Myanmar (Burma): The Capital

Naypyidaw. This is the capital city of Myanmar. A city that hardly anybody would be able to rattle off in a game of trivial pursuit. The reason being is that it’s a relatively new capital, the name is hard to spell (many variations) and pronounce and also the fact that there is nothing there except for the military junta’s bureaucracy. Most Embassies and High Commissions don’t even recognise it and have therefore kept their presence in the more suitable city of Yangon.

As I’ve stated more times that I care to remember, Myanmar’s roads are in the main terrible. Goat tracks. But there is one stunning exception to this. The Government has built a road from Yangon to Naypyidaw strectching over 300km – and it’s almost dead straight. They just simply ploughed this road straight North to the captial and spared no expense. It’s massive. It actually makes this part of any bus journey relatively easy. But when you see some of the poverty in the country, the extravagance of this road is bewildering.

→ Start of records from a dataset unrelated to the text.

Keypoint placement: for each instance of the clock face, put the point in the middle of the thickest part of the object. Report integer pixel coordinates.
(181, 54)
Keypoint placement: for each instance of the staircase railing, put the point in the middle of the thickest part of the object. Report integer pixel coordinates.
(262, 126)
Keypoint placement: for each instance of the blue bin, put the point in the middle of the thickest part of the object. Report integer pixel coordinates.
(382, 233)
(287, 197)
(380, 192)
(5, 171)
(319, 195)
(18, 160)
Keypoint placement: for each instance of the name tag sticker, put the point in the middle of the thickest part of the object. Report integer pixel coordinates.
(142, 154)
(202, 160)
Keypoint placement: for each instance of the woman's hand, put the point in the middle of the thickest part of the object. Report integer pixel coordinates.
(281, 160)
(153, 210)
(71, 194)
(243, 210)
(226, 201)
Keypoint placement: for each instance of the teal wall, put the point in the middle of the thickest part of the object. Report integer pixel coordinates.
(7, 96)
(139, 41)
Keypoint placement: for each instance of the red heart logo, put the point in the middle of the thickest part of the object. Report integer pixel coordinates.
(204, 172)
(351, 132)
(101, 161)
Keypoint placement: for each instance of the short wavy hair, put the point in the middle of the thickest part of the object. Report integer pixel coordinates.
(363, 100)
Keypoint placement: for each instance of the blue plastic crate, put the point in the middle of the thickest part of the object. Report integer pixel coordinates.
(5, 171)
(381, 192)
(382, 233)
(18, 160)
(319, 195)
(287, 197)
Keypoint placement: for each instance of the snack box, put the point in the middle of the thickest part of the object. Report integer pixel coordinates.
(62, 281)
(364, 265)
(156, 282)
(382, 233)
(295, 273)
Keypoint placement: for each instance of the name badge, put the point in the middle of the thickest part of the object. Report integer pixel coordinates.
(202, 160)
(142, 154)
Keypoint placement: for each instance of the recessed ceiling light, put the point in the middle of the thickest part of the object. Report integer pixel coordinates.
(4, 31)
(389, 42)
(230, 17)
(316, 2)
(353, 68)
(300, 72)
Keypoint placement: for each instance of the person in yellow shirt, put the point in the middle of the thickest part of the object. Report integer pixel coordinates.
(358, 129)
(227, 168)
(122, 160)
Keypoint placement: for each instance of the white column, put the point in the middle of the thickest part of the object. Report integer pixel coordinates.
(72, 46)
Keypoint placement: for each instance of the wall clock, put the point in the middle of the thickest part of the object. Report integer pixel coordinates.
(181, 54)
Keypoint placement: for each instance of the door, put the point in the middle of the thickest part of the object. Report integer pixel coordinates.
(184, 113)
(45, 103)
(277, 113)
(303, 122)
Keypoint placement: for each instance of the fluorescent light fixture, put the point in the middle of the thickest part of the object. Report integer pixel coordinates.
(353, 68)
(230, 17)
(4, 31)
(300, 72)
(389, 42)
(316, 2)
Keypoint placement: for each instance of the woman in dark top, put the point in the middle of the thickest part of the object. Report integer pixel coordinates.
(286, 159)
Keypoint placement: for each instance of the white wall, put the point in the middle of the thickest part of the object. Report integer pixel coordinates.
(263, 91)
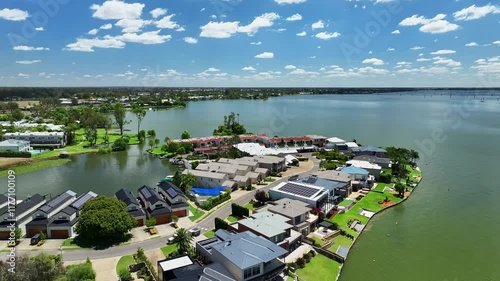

Myanmar: Quite Street near Mandalay
Myanmar: Quite Street near Mandalay

If the road is bewildering, the actual capital blows the mind. It is spread over many kilometres, complete with its own Shwedagon Paya replica. Sprawling boulevards capable of handling Los Angeles style traffic volumes, luxurious manicured garden roundabouts protected by armed military personnel, enormous shopping complexes. It is just staggering to see. Especially when it is populated by a reported 20,000 people. The apparent cost of construction of the capital is US$500m. And every citizen that travels from Yangon to Mandalay has to witness this act of sheer lunacy. Everyone cranes their necks to get a better look at the extravagance and mouths hang open.

How can a Government afford such oppulence when the people are so poor? The people aren’t stupid and I think it just heightens their discontent with the current political situation.

Why the Relocation?

No one really knows why the Government moved to Naypyidaw. Rumours abound of the junta’s fear of a sea-bourne invasion of Yangon. I wouldn’t be surprised if this were true. But there could be countless reasons for the them to make the move and at the end of the day, no answer will seem rational. One thing we can be sure of is that a large amount of self-interest will be at the heart of the decision as is seemingly always the case with these sorts of things.

Naypyidaw is not a tourist destination. It is a source of deep resentment for the locals, however, and you can expect plenty of discussion around it.

(just quietly, every time I think of Naypyidaw, I can’t help but thinking of Canberra, Washington DC and Ottawa!)

There were plenty of military types with weapons in Naypyidaw and consequently I opted not to take photos. What a wimp! If you’ve been there, let me know what you think!